Wie vom Laufsteg gepflückt

Das jüngste Konzert des Berner Symphonieorchesters bot einen Bilderbuch-Harfenisten – und eine markante Fortsetzung von Venzagos Berner Bruckner-Zyklus.

Harfenist Xavier de Maistre.

Harfenist Xavier de Maistre.

(Bild: zvg)

Oliver Meier@mei_oliver

Was für ein Mann! Gross, muskulös, wie vom Laufsteg gepflückt und dem Klassikbetrieb unterjubelt. Xavier de Maistre ist Harfenist – ausgerechnet. Als ob ein altes Harfen-Klischee nur durch ein neues auszutreiben wäre: Das der zart zupfenden Damen im Engelskleid durch einen Mann aus dem Modekatalog, der auch kräftig zulangen kann.

«Eine Harfe muss klingen wie ein Orchester. Die wenigsten wissen, dass man auf einer Harfe grosse, kräftige Töne erzeugen kann, neben den sehr feinen und transparenten», hat der Franzose einmal gesagt. Und er beweist es immer wieder. Auch an diesem Abend im Kultur-Casino, begleitet vom Berner Symphonieorchester unter Chefdirigent Mario Venzago. Als Xavier de Maistre letztmals in Bern auftrat – 2009 mit der Camerata –, da war er noch Soloharfenist bei den Wiener Philharmonikern. Mittlerweile konzentriert er sich ganz auf seine Solokarriere. 2009 spielte er Haydn, einen der wenigen Komponisten, die ein halbwegs brauchbares Solowerk für die Harfe zustandebrachten. Jetzt ist mit François Adrien Boieldieu ein Komponist der Spätklassik an der Reihe, der ebenfalls ein Harfenkonzert hinterlassen hat – Fragmente davon um genau zu sein. Eine Verlegenheitslösung? In gewisser Weise schon: Die Berner Programmverantwortlichen hatten stolz ein neues Werk des polnischen Komponisten Krzysztof Penderecki (82) eingeplant – das aber ist bis heute nicht vollendet.

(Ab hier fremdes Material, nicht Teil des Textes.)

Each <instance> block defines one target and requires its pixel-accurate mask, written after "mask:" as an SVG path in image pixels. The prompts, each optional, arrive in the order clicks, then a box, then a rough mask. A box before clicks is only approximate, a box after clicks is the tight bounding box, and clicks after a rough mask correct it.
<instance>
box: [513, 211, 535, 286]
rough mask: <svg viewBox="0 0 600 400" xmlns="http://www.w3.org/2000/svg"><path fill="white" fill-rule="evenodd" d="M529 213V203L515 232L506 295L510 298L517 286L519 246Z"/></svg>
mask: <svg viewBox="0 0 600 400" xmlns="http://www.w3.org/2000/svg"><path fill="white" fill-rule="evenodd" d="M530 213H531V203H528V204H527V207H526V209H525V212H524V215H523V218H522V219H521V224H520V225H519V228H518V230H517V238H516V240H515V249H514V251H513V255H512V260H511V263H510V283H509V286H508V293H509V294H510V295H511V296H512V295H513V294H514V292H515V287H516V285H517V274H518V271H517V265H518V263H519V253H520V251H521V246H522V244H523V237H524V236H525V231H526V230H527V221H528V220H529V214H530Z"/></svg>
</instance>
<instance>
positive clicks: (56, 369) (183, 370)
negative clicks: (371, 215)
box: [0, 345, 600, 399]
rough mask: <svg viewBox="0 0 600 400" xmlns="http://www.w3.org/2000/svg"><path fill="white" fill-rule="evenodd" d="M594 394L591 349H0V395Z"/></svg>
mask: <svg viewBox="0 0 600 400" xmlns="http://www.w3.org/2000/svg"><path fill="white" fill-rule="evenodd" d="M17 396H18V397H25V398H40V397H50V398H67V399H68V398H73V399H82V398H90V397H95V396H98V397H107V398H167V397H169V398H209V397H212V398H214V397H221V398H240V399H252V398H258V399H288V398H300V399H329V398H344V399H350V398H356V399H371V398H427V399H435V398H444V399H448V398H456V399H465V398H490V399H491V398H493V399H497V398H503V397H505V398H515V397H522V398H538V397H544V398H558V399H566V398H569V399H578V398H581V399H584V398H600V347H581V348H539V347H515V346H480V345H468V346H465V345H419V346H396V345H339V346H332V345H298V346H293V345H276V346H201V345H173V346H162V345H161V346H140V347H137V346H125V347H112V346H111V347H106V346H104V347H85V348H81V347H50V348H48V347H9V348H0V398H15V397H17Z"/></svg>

De Maistre und Venzago indes beweisen im Kultur-Casino, dass Boieldieus Werk mehr zu bieten hat als gemütliche Feierabendklassik – wenn man es ernst nimmt. Die Soloharfe und das straff geführte Orchester greifen ausgezeichnet ineinander. Und de Maistre bietet ein fein abgestuftes Spiel, reich an Echowirkungen, geschmeidigem Harfen-Gesang, aber auch an überraschenden Härten. Die Zugabe ist ein herrlich zusammenfantasierter Variationen-Satz auf die Melodie von „Mein Hut, der hat drei Ecken“, die der 42-jährige Franzose immer wieder fast beiläufig hervorzaubert. Gekommen aber sind an diesem Abend wohl die wenigsten wegen einer Kindermelodie. Oder wegen Boieldieu. Vielleicht nicht mal wegen de Maistre. Denn auch Mario Venzago zaubert wieder. Keinen eckigen Hut. Vielmehr einen Bruckner mit Ecken und Kanten. Vor fünf Jahren hat der Berner Chefdirigent seine Gesamteinspielung von Anton Bruckners Sinfonien begonnen.

Die erste Aufnahme widmete er Bruckners Vierter, mit dem Basler Sinfonieorchester. Es war eine überraschende Einspielung, die neue Perspektiven auf Bruckner eröffnete. Jahre danach nun dirigiert er die «Romantische» wieder, mit dem Berner Symphonieorchester, im Kultur-Casino. Wieder mit einem anderen Blick. Noch weiter gedacht, noch farbiger gespielt. Verglichen mit der Basler Aufnahme klingen die Blechbläser markanter, manchmal fast allzu zu offensiv.

Das geheime Zentrum aber sind die Holzbläser, kommunikativ und quirlig wie selten. Eine berauschende Aufführung vor allem in den Ecksätzen, ein bald dunkles, bald gleissendes Fest des Lebens, an dem auch mal volkstümlich schief oder in Zeitlupe getanzt wird – so wie im Trio des dritten Satzes. Im April erscheint Venzagos Gesamteinspielung der Bruckner-Sinfonien in einer Box. Es ist der Abschluss eines eigensinnigen Projekts, das man vielleicht einmal epochal nennen wird.